I keep training SpamAssassin with the spam that slips through, but don't see any improvement is spam detection. The details are these:
Using ssh I trained SpamAssassin with examples of spam and ham I had saved for that purpose, perhaps 500 of each. I set up email recipes such that
spam@example.com would go through sa-learn --spam --mbox, and
ham@example.com would go through sa-learn --ham --mbox. Since then I have forwarded (as an attachment) any spam that slips through to spam@... and an equal amount of fresh ham to ham@...
That worked well for about a year. Spam in the inbox went from 150 per day to less than one per week on average, with no false positives. Naturally, spam blooms sometimes appeared, but training dealt with them.
I wrote up my spam setup in greater detail in these notes to myself:
http://my.opera.com/wpost/blog/spamassassin
For the past month or so, however, a steady stream of nearly identical spam has been getting through and despite training it all I see no change in spam scores on it.

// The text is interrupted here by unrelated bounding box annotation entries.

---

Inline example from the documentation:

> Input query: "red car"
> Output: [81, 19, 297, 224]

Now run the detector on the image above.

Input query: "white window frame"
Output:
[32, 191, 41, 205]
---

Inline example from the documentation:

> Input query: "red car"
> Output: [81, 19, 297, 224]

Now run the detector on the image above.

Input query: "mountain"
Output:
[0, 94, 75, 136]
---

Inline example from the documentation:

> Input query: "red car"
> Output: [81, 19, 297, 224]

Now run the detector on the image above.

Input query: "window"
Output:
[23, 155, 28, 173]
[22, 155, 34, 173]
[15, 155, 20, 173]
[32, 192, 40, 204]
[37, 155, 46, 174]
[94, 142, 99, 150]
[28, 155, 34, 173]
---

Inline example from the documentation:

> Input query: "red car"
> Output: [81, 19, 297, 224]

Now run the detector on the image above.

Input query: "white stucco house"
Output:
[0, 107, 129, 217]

Here are relevant headers from a typical message:
(snip)
X-Spam-Status: No, hits=-6.6 required=3.5
tests=BAYES_00,RCVD_IN_DNSWL_MED,STOX_REPLY_TYPE autolearn=ham
version=3.002005
(snip)
X-AVES-Antispam: Maybe spam, 17.32 >= 4.00 [as:15.30 cc:0.00 hc:2.02
sa:17.32]
(snip)
Notice that a spam filter on an upstream server correctly flagged it, but my SpamAssassin. Nor does the score on these nearly identical messages seem to change with training.

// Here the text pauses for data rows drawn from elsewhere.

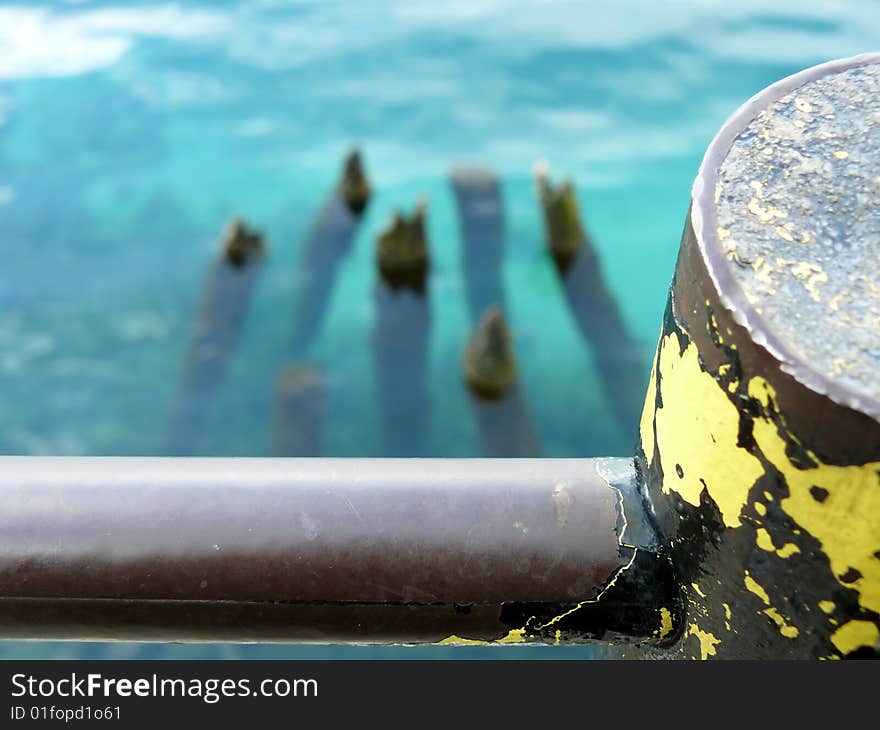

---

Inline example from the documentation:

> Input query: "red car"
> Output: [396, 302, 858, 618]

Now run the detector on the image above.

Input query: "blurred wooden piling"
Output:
[292, 150, 371, 356]
[373, 202, 431, 457]
[450, 165, 506, 324]
[462, 307, 541, 457]
[535, 164, 649, 435]
[451, 165, 540, 456]
[166, 218, 267, 455]
[272, 365, 326, 456]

Another clue: previously my spam folder was receiving fresh spam every hour. Since this problem began the spam folder receives almost nothing.
Sure, it would be easy to cook up a procmail recipe to filter on the upstream server's "maybe spam" header, but I'd rather fix the underlying problem with SpamAssassin, not cover it up.
Prior to coming here I searched the web, consulted my web host's knowledge base's articles on SpamAssassin, and read everything relevant at spamassassin.apache.org, but I remain stumped.
Any thoughts on what might I be doing wrong here, and what might I look at to improve spam training?